Orwell in Cuba chronicles journalist Frédérick Lavoie’s attempts to unravel the motives behind the mysterious appearance of a new translation of George Orwell’s 1984, formerly taboo in Cuba, just ahead of the country’s twenty-fifth International Book Fair. Lavoie works to make sense of how Cubans feel about the past, present, and future of their island – and how the political regime is adapting, or not, to life in the twenty-first century. His intertwined quests give readers the unique experience of following a suspenseful trail while at the same time becoming increasingly familiar with Cubans’ relationship to the regime and their strategies for coping with the island’s often challenging living conditions.
About the authors
Frederick Lavoie is a freelance foreign correspondent born in 1983 in Chicoutimi, Canada. He has been working for numerous media in Canada, France, Belgium and Switzerland. He was previously based in Moscow (2008-2012), Mumbai (2012-2014) and Chicago (2014-2016). He is also the author of Allers simples: aventures journalistiques en Post-Soviétie (2012), recounting his years of reporting and travels in Russia and other former republics of the Soviet Union, and Avant l’après: voyages à Cuba avec George Orwell (2018), in which he explores nowadays Cuba and investigates the circumstances of the release of Orwell’s classic Nineteen Eighty-Four in communist Cuba. His critically acclaimed Ukraine à fragmentation (2015), the French edition of For Want of a Fir Tree, was shortlisted for the Prix des Libraires 2017. He currently divides his time between Montreal and Mumbai.

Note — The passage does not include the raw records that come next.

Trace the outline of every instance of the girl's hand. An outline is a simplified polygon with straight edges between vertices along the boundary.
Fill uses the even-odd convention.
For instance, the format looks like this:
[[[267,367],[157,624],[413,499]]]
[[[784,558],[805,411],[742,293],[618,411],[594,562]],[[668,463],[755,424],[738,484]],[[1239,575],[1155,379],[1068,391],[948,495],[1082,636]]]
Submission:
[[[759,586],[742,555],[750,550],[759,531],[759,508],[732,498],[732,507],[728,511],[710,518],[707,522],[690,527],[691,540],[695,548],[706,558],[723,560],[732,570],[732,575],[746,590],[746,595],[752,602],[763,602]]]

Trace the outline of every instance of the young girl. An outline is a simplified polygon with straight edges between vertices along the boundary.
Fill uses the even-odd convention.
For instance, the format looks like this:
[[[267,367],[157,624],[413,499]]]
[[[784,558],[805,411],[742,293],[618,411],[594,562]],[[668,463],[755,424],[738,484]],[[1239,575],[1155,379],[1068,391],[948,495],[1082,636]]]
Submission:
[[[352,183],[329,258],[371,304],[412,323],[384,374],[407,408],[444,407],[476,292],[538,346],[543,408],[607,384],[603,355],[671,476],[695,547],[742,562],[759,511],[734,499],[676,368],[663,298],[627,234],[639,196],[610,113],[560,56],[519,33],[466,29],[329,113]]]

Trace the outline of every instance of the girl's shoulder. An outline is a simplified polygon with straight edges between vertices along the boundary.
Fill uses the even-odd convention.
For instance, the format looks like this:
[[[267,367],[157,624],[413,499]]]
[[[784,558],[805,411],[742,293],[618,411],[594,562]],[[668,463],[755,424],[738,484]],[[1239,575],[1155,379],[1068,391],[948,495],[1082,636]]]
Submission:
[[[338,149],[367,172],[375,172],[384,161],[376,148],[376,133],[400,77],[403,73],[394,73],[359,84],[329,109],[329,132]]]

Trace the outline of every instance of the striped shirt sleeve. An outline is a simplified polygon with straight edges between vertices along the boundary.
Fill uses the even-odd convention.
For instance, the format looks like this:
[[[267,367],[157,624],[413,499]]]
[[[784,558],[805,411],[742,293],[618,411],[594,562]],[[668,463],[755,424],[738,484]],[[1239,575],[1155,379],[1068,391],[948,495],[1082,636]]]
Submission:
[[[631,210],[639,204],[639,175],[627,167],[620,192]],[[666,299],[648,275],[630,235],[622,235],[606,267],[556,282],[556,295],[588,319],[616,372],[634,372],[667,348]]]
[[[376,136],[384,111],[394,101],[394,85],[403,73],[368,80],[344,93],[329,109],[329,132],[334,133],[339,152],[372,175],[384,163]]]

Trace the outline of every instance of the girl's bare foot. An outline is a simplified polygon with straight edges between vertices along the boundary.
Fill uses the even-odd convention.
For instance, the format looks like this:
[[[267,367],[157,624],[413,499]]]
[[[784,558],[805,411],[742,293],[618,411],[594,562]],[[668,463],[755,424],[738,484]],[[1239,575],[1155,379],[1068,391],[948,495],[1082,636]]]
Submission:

Donald Winkler was born in Winnipeg, graduated from the University of Manitoba, and did graduate study at the Yale School of Drama. From 1967 to 1995 he was a film director and writer at the National Film Board of Canada in Montreal, and since the 1980s, a translator of Quebec literature. In 1994, 2011, and 2013 he won the Governor General Award for French to English translation, and has been a finalist for the prize on three other occasions. His translation of Samuel Archibald's short story collection, "Arvida," was a finalist for the 2015 Giller Prize. He lives in Montreal, Quebec.
"Orwell in Cuba is nuanced and compelling."